Quisiera más bien que todos los hombres fuesen como yo; pero cada uno tiene su propio don de Dios, uno a la verdad de un modo, y otro de otro. Digo, pues, a los solteros y a las viudas, que bueno les fuera quedarse como yo; pero si no tienen don de continencia, cásense, pues mejor es casarse que estarse quemando. [1Cor 7.7-9]

Aquí está otro “test” para los novios: ¿Qué es lo que usted le niega a su carne ahora?

  1. ¿Comida? ¿Placer? ¿Sueño? ¿Entretenimiento?
  2. ¿Se niega a si mismo? ¿Es disciplinado?
  3. ¿Sabe cuándo y cómo detenerse cuando se ha entregado con exceso a lo que sea?

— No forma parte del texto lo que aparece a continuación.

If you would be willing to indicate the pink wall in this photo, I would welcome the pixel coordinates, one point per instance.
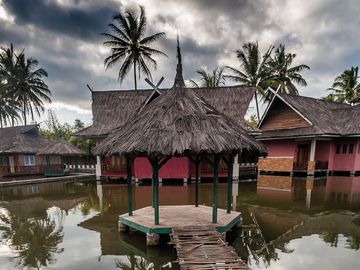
(344, 162)
(176, 167)
(280, 148)
(322, 152)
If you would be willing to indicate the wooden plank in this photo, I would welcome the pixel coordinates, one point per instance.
(202, 247)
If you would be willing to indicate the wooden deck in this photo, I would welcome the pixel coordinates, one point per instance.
(203, 248)
(178, 216)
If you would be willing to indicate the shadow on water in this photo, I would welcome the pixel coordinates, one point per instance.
(284, 219)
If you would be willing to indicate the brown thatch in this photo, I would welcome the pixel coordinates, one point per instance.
(61, 148)
(179, 122)
(112, 109)
(326, 118)
(21, 139)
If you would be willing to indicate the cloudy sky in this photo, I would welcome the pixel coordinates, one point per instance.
(64, 35)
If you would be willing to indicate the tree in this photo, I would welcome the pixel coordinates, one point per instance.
(8, 105)
(253, 69)
(346, 86)
(30, 89)
(214, 79)
(284, 75)
(8, 110)
(129, 46)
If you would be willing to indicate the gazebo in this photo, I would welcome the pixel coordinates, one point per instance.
(179, 123)
(56, 153)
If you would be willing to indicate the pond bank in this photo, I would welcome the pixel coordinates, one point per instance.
(78, 176)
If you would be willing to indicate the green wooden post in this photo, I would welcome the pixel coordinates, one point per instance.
(128, 171)
(215, 196)
(47, 164)
(229, 183)
(155, 188)
(197, 182)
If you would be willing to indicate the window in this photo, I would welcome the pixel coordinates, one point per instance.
(351, 148)
(338, 149)
(29, 160)
(344, 148)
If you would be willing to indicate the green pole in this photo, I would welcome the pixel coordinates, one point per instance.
(197, 182)
(229, 184)
(155, 183)
(47, 164)
(128, 170)
(216, 181)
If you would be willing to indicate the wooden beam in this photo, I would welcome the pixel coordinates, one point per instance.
(215, 195)
(229, 183)
(129, 161)
(155, 187)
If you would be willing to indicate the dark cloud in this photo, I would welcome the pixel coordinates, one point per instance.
(74, 20)
(65, 37)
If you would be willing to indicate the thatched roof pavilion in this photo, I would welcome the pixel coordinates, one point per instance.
(179, 123)
(61, 147)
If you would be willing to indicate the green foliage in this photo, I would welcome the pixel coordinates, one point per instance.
(129, 46)
(22, 88)
(214, 79)
(267, 70)
(55, 130)
(345, 87)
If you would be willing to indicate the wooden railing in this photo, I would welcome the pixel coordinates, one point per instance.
(116, 169)
(321, 165)
(207, 168)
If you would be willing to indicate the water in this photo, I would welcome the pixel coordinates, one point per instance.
(302, 224)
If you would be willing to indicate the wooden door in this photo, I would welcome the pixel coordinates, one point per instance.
(302, 158)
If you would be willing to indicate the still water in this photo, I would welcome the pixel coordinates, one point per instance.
(291, 223)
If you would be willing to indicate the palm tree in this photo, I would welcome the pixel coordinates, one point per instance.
(29, 88)
(214, 79)
(285, 75)
(346, 86)
(129, 46)
(9, 107)
(253, 70)
(8, 110)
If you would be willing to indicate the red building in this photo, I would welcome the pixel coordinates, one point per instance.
(111, 110)
(309, 135)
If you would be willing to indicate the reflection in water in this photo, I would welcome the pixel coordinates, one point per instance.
(35, 240)
(288, 221)
(134, 263)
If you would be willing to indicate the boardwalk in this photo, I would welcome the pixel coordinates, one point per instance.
(204, 248)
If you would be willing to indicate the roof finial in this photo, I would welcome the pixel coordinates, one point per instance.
(179, 80)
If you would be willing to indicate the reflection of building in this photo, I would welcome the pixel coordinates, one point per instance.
(343, 190)
(310, 135)
(315, 192)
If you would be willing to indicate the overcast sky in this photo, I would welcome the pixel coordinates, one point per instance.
(64, 35)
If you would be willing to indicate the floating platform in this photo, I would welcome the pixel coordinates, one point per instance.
(179, 216)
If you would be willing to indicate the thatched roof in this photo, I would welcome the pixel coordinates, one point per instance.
(112, 109)
(21, 139)
(179, 122)
(61, 148)
(325, 118)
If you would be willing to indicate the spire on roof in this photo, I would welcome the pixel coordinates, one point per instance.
(179, 80)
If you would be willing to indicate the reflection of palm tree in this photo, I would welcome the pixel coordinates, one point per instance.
(135, 263)
(35, 240)
(353, 242)
(331, 238)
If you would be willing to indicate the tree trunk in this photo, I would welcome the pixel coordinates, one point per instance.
(257, 106)
(24, 111)
(135, 75)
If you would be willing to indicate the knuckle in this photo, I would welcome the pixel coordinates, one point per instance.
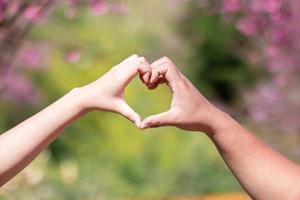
(143, 59)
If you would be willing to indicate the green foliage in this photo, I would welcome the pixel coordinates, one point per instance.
(112, 157)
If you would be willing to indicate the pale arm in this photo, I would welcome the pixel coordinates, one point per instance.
(20, 145)
(263, 172)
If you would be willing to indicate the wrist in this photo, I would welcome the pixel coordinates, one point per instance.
(219, 121)
(79, 100)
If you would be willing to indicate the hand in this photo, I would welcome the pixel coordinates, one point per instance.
(107, 93)
(189, 109)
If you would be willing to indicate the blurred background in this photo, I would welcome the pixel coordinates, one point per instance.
(242, 55)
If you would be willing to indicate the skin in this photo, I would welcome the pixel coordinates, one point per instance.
(263, 172)
(21, 144)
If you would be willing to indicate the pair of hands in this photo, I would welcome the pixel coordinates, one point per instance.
(189, 110)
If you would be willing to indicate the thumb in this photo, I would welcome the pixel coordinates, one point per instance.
(129, 113)
(162, 119)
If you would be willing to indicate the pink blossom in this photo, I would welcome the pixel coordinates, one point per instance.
(17, 88)
(271, 6)
(119, 8)
(71, 12)
(33, 13)
(248, 26)
(32, 57)
(73, 56)
(231, 6)
(99, 7)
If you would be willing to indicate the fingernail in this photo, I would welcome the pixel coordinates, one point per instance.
(144, 126)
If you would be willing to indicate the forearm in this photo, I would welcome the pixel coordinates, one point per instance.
(261, 170)
(20, 145)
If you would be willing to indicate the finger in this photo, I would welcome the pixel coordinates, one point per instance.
(162, 119)
(166, 73)
(129, 113)
(130, 67)
(144, 70)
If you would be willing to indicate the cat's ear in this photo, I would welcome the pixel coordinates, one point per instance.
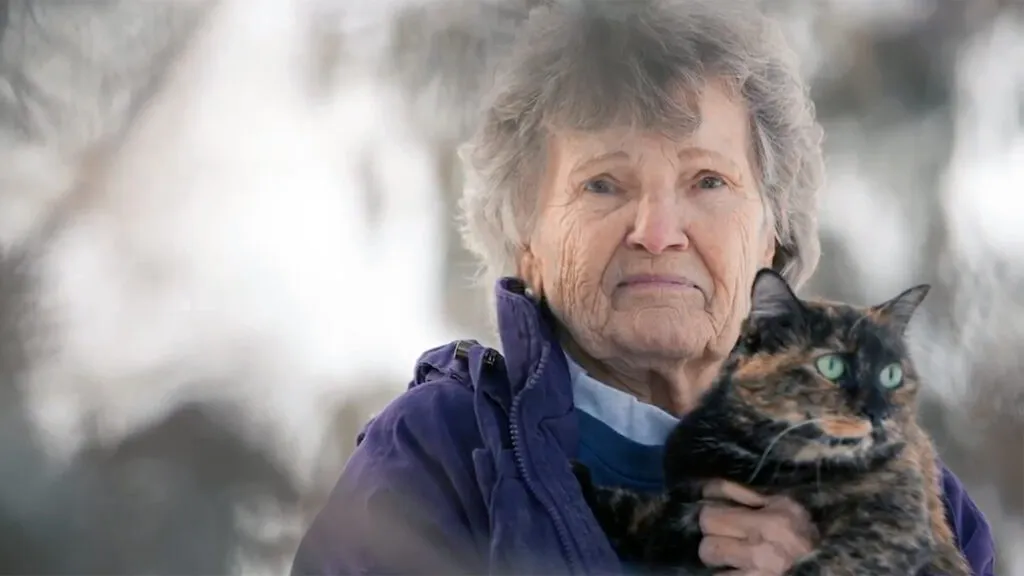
(771, 297)
(898, 312)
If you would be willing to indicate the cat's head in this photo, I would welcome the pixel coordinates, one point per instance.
(822, 380)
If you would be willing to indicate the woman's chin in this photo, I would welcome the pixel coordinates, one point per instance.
(662, 334)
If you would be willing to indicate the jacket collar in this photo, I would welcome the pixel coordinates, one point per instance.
(536, 366)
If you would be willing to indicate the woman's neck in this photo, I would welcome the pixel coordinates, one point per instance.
(674, 386)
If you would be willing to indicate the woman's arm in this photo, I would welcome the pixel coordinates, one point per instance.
(400, 504)
(974, 535)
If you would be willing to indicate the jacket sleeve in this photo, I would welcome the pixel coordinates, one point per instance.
(973, 532)
(400, 504)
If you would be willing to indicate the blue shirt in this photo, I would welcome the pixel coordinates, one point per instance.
(621, 439)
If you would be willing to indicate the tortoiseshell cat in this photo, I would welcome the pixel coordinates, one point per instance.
(817, 403)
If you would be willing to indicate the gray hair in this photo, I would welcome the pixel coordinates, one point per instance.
(587, 65)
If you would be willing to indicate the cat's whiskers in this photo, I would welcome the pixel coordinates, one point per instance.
(764, 456)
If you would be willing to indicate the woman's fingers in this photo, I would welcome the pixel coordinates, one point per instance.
(731, 552)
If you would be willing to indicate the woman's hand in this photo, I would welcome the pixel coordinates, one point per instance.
(753, 534)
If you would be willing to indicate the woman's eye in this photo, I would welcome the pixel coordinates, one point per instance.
(710, 181)
(600, 186)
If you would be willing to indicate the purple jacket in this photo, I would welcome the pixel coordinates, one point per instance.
(468, 470)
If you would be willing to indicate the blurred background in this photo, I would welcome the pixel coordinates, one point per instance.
(226, 233)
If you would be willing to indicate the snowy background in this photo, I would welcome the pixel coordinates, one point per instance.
(226, 233)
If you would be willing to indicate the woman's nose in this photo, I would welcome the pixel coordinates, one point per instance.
(658, 225)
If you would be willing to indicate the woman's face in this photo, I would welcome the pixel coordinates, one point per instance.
(645, 247)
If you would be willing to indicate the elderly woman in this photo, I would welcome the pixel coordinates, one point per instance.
(638, 162)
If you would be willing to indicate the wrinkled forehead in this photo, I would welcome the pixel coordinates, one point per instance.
(625, 112)
(714, 124)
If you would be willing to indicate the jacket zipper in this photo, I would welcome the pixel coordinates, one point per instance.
(520, 462)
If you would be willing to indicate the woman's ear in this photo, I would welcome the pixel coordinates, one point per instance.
(529, 273)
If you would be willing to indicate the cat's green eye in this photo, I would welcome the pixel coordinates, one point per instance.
(891, 376)
(832, 366)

Conforme a cómo usted contestó estas preguntas, puede saber si está listo para un noviazgo o no. ¿Está usted dispuesto y capaz de negarse algo—lo que sea—ahora? ¿Comida, placer, sueño? Porque si no está dispuesto o si no está capaz de negarse y así controlarse ahora en estas cosas de la “vida normal”, jamás lo hará en el noviazgo. Un abrazo lo llevará a un beso; el beso lo llevará a los manoseos; y los manoseos lo llevará al sexo ilícito. Usted no puede controlar su carne, entonces si no está ejerciendo el domingo propio para negarse cosas de la “vida normal” ahora, jamás se negará en “lo muy divertido” de un noviazgo (besos, manoseos, sexo).